Tangent: It's worth noting that the basic Alien layer may evolve further; for example, we aren't thrilled with the practice of subclassing Alien. It's not clear if the Alien class really needs to change, or just the pattern of using it.

On top of this foundation, safer and/or more convenient abstractions can be built. We have built objects that support not just methods corresponding to the functions of an API, but also methods that provide factories for the various datatypes used in the function’s signatures, including those defined by macros. These objects wrap the basic alien API, and help with error prone book keeping - converting between Newspeak types (e.g., Strings) and foreign types, freeing aliens after use etc.

At the moment, both the declarations of low level aliens and higher level APIs are constructed manually, which is tedious and error prone. We’ve been planning on a higher level tool called CSlick, which would allow you to specify a set of .h files and the requisite DLLs, and obtain an object that supports the desired functions automatically.

As a first approximation, you could think of CSlick as a function:

CSlick: List -> List -> ForeignAPI

The signature above is deliberately curried, because you may actually want to be able to specify just the header files, and later bind different DLLs to provide the actual functionality, just as a .h file can be associated with different .c files.

When this will happen is anyone’s guess right now; but Vassili has done this before (in the context of Lisp) and I’m sure he can do it again.

The resulting foreign API should incorporate the low level alien API, and, as much as possible, a higher level API as well.

The CSlick implementation will need to know how to parse C header files, and how to reflectively manufacture the low level code that actually invokes the C functions. Fortunately we have a strong parsing infrastructure, so that isn’t as daunting as it sounds.
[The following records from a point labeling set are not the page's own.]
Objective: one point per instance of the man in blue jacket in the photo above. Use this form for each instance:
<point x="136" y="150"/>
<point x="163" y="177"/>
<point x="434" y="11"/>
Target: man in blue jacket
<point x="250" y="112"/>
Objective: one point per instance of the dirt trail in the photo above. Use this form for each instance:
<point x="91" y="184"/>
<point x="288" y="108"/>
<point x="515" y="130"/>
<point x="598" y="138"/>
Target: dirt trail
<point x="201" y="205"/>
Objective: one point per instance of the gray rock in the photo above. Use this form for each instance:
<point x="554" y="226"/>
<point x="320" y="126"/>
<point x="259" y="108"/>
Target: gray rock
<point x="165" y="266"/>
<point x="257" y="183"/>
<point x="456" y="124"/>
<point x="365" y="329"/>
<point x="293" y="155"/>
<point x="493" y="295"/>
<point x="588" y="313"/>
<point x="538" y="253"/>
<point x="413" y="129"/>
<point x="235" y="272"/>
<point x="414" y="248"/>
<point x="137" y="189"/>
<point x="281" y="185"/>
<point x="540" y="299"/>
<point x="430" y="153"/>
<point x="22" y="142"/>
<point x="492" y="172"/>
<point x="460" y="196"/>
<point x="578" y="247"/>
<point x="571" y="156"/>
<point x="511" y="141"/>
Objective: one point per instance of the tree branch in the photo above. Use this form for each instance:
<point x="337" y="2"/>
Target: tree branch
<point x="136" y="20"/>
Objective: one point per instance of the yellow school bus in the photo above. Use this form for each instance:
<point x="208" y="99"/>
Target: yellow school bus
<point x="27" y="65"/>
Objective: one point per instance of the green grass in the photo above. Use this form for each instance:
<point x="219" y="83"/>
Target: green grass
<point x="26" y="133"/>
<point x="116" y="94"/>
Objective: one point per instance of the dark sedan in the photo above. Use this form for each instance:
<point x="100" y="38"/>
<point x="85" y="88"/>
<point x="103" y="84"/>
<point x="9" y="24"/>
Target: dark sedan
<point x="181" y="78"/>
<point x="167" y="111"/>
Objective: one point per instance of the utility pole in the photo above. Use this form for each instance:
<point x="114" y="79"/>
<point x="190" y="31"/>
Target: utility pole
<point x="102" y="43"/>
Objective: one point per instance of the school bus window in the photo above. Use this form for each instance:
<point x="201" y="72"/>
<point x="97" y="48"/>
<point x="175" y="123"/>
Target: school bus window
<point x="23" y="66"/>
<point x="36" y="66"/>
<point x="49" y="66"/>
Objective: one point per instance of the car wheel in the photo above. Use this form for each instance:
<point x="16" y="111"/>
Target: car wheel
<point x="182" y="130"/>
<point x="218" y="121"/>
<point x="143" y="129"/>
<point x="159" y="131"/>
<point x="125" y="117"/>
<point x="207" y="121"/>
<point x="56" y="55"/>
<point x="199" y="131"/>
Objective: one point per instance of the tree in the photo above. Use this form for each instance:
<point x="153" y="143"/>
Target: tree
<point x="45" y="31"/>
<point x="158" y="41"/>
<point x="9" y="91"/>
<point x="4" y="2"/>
When I’ve told people about CSlick, they often mention SWIG. However, I believe CSlick can be made substantially easier to use than SWIG. SWIG has to cope with multiple languages, each with a pre-existing story on how to do foreign calls. In contrast, we can integrate CSlick more tightly with the language. Ultimately, that should translate to a simpler model for the user.

The key take away is that objects are all you really need to interact with foreign programming languages. They are better than built in language constructs in terms of ease of use, security, and multiple language support. As usual, less is more.